O que pode contar do projeto ‘Por Dentro da Sessão’, no qual interpreta Lima Barreto, escritor negro tão importante e ainda pouco estudado no Brasil?

É um projeto que me enche de orgulho. Lima Barreto é um gigante da literatura brasileira, mas muitas vezes silenciado por causa do racismo. Dar corpo e voz a ele é um ato de justiça. O projeto junta audiovisual, psicanálise e debate, criando um espaço para pensar nossas feridas sociais através da arte. É uma experiência transformadora.

Você completará 60 anos em 2026. O envelhecimento o assusta? Há um peso maior para o homem negro que envelhece?
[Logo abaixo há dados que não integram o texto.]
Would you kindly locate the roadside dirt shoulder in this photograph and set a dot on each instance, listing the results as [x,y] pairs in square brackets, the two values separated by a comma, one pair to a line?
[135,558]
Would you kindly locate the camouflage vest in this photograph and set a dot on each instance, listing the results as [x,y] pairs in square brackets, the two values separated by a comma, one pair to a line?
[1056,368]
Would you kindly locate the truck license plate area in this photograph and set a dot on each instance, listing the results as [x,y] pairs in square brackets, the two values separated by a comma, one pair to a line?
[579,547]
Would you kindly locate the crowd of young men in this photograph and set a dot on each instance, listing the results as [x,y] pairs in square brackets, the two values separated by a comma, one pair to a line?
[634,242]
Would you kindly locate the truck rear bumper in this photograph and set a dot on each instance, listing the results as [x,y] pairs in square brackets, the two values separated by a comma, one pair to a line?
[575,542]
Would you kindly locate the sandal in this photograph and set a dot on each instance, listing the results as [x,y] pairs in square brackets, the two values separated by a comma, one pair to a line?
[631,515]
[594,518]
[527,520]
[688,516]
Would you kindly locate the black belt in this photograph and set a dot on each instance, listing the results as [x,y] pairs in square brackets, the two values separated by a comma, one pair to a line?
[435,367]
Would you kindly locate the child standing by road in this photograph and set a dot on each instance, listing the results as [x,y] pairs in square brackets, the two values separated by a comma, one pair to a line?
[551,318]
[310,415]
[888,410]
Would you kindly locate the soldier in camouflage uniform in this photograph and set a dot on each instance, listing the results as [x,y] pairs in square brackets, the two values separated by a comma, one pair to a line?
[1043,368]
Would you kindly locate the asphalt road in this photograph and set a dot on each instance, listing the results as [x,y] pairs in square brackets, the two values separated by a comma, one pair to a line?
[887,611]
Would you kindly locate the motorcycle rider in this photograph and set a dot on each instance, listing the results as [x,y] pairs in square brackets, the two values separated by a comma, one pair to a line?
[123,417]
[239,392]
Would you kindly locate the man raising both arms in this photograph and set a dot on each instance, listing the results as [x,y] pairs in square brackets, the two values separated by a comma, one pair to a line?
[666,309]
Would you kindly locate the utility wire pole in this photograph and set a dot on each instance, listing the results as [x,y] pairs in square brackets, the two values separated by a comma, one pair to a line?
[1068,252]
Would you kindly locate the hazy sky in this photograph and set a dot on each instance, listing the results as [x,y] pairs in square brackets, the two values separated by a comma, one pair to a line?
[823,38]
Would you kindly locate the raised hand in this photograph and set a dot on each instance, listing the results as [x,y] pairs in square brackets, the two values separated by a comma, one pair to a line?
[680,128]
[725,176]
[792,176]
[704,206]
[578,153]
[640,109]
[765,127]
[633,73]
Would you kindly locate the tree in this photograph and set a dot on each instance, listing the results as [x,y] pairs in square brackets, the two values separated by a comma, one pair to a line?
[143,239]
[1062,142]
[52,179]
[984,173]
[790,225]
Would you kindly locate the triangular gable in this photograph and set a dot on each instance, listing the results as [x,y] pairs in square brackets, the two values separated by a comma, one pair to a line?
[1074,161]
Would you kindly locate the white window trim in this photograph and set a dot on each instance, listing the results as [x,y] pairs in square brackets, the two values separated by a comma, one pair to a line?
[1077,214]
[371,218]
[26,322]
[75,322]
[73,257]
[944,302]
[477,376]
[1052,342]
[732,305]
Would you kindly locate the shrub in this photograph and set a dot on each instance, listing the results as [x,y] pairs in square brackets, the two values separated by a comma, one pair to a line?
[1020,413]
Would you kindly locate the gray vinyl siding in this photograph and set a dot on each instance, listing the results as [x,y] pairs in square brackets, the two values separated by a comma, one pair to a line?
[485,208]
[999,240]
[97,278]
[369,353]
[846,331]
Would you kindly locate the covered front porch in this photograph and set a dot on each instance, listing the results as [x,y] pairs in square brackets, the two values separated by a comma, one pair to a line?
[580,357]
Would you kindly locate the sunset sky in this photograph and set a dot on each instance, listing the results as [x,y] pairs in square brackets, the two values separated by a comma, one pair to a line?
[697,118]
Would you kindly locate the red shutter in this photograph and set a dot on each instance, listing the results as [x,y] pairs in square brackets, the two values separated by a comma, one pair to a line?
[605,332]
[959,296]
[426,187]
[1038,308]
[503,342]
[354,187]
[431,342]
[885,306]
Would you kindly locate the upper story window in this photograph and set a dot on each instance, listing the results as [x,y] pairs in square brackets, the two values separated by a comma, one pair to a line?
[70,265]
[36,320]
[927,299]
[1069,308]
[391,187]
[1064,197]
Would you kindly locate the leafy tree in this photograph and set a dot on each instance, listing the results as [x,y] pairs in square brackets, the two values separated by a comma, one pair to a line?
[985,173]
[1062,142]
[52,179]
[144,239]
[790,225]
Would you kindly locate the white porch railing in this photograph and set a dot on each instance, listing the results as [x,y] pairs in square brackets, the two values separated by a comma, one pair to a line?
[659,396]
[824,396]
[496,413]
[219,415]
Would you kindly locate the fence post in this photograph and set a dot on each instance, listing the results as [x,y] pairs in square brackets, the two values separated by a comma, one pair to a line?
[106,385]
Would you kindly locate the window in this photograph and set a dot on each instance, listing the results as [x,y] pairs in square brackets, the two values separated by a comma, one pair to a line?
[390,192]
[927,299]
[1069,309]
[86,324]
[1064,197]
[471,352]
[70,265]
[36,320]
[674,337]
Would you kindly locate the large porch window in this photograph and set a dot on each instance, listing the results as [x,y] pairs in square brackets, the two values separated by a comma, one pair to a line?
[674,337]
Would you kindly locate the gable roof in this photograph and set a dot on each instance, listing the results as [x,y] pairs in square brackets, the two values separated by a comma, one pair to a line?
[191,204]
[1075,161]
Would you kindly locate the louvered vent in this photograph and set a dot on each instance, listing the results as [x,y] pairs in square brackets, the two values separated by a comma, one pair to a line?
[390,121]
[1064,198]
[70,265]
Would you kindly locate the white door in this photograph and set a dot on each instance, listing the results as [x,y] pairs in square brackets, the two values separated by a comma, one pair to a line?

Não me assusta, me provoca. Sei que existe essa cobrança da juventude eterna, principalmente no audiovisual. Mas acredito que cada idade tem sua potência. Para o homem negro, há um peso maior, sim, porque envelhecemos com marcas de desigualdades que nos atravessam desde cedo. Mas também carrego a maturidade como um troféu: são quase 40 anos de carreira, muita luta e muita história. Não quero ser eterno jovem, quero ser eterno artista.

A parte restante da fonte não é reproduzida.